Up in Honey's Room

by Elmore Leonard

Published by William Morrow

292 pages, 2007



 

 

Not Fully Loaded

Reviewed by David Abrams


If you're going to read an Elmore Leonard novel, some words of advice.

Get in. Sit down. Hang on. Shut up. Don't ask where you're going or how you'll get there. You'll arrive before you know it.

Leonard is a master at literature-in-transit. By the time you turn to page 1, most of his stories are already careening along with guns a-blazing -- whether that's from the saddle of a horse in his early westerns, or the mean streets of Detroit, or from the back seat of a DeSoto tire-squealing around a corner and machine-gunning (rat-a-tat-tat) federal agents during Prohibition, as we found in his last novel, The Hot Kid (2005).

The author, who cut his teeth in the twilight of the pulp era, doesn't slow down for the reader -- he expects us to make a running leap for the open door and get in, sit down, etc. His emphatic, declarative sentences make it easy for us to keep tumbling forward through the pages. We might not grasp everything, and the cavalcade of characters might start to blur our eyes, but Leonard's sheer exuberance of language (both inter- and intra-sentence) makes everything compulsively readable, front to back. We don't even have to care about the characters; Leonard does and that's all that matters. He loves these flawed, offbeat characters of his. Words lick against their bodies in cool sentences like: "He heard his name called and turned to see a young guy in black holding a big heavy show-off nickel-plate automatic against his leg, the shoulders of his suit wide, zooty, the pants pegged at his light-tan shoes." Elmore Leonard is the kind of writer who knows when a word like "zooty" will fit and when it will not, and for that we love him.

That kind of charitable forgiveness will carry readers a long way into his newest novel, Up in Honey's Room, which turns out to be a rather disappointing, fair-to-middling entry in Leonard's long line of crackling-good yarns. Honey is neither great, nor mediocre. If it was a movie, I'd say, "Wait for it to come out on DVD."
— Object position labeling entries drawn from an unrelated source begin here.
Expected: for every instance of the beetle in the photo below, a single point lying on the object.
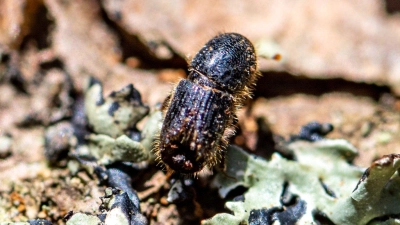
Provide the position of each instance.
(200, 112)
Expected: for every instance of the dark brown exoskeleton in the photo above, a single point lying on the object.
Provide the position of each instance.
(201, 110)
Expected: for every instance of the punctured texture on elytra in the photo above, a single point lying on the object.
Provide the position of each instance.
(201, 110)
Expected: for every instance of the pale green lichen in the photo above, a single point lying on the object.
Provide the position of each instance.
(323, 162)
(83, 219)
(114, 114)
(112, 118)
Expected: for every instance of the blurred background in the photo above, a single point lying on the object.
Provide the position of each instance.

The letdown in Leonard's latest is amplified by the fact that The Hot Kid (to which this is a sequel of sorts) was a full-immersion pleasure, soaking readers in the sights, smells and sounds of 1930s Oklahoma, where U.S. Marshal Carl Webster tracked down bootleggers and bank robbers. Barreling through the plot with the determination of Eliot Ness, Carl came off as a wholesomely appealing character. Smart, funny and carrying around an over-pumped ego (his trademark line: "If I have to pull my weapon, I'll shoot to kill"), Carl is one of those characters you can't take your eyes off of, even when Leonard is filling up the page with a crowd of thugs, dames and lawmen.

Some of that verve, vim and vigor is missing from Up in Honey's Room. Carl's still here, but he's turned into a glass of Coke left out overnight: flat and no bubbles. The one character who really stands out in these pages is a particularly weird, lurid Ukrainian hit man named Bohdan Kravchenko, a trigger-happy cross-dresser with a Buster Brown haircut.

It's usually futile to try and describe an Elmore Leonard plot. It's like listing the ingredients of sausage -- there are so many different things packed in there, but all you really care about is how it tastes. Up in Honey's Room is set in 1944 Detroit, where Carl has tracked down two German POWs who have escaped from a camp in Oklahoma. The pair are hiding out at a meat-processing farm run by Walter Schoen, who is a dead ringer for German SS commander Heinrich Himmler. Walter's ex-wife is Honey Deal (as in "a honey of a deal"), who likes to walk around her apartment topless when Carl shows up to question her about Walter's German friends. She's got "bedroom eyes and that lower lip waiting there for him to bite." Leonard also throws in a spy ring, a plot to assassinate Franklin Delano Roosevelt, ribald jokes and over-consumption of booze and cigarettes.

That's the sausage, but it's Leonard's smart, fast and funny writing which makes the mouth water. As always, dialogue remains his forte. His characters speak like they were chewing firecrackers. And that's almost enough to make you forgive the book's faults. Almost. | June 2007

 

David Abrams is a January Magazine contributing editor. He has written for Esquire, Glimmer Train Stories, The Greensboro Review, The Readerville Journal and other literary magazines.